Have a Java app with auto-scaling on App Engine Standard Environment. Right now the scaling is configured like this:
F2
it seems like the newly-created instance (created when load increases) starts getting all the incoming requests, while the resident instance sits with a very light load.
My mental model is that Resident instances and warm up request are only useful when the boot time of your GAE instance is large. (I'm not sure if that's the intent, but that's the behavior I've observed)
Namely, traffic is sent to resident instances while the new instances are being booted (and other dynamic instances can't handle it). Once the new instance is up and running, traffic gets routed to it, instead of the resident instance.
Which means that if your instance boot time is low, then the resident instances won't be doing much work. An F2 can boot up in ~250ms (by my testing), so if your average response latency is 2000ms, then the new dynamic instance will have been booted completely before the resident instance finishes handling the request. As such, it'll be ready to handle subsequent requests instead of the resident one.
This appears to follow the behavior pattern you're seeing.
You might be able to confirm this by looking at how stackdriver and logging separate out your response time vs boot time. If boot time is really small, then resident instances might not help you much.
but GAE's load balancer chooses to send all requests to the instance with the highest latency!
Sadly there's not much info around how GAE decides which instance to send new packets to.
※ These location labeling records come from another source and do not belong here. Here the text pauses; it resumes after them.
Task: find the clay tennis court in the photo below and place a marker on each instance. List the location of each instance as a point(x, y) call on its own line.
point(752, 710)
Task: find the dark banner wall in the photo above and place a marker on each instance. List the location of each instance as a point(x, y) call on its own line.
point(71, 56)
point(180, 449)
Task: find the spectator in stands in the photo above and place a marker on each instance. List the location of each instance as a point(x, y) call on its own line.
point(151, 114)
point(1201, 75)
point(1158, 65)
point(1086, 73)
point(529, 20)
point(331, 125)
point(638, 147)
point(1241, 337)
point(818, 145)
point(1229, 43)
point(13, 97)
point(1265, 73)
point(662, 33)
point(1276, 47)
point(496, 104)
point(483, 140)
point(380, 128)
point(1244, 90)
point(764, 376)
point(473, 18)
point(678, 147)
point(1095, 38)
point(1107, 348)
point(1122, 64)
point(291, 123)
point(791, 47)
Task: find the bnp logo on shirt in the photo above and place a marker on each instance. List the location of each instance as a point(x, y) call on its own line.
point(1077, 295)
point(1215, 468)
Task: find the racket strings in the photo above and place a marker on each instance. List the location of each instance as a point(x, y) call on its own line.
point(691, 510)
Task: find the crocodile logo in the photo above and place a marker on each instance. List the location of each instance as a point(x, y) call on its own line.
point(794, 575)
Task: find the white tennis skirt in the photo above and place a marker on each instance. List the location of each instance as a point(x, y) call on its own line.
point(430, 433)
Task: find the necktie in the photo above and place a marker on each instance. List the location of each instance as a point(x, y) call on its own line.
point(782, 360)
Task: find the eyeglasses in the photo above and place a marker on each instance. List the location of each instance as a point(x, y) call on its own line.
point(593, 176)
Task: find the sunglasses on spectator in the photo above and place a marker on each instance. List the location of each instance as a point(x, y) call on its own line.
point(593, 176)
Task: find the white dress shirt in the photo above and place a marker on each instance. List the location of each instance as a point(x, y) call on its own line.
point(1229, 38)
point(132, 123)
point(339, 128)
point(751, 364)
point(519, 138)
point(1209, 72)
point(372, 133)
All I've found is How instances are managed and scheduling settings which talks more about the params on when to boot new instances or not.
I know it's not the question you asked, but the 2000ms response time might be contributing to the issue here? If your min-pending-latency is set to 2000, then new requests will sit in the queue for 2000ms before a new instance will be spawned. But if it's being serviced in a serial fashion (threadsafe off) then response times that land between 1500 and 2000 would still be serviced properly.
I would suggest turning on threadsafe to see if that helps the scenario, and also add some custom tracing incase the code is doing something odd that you don't have visibility to.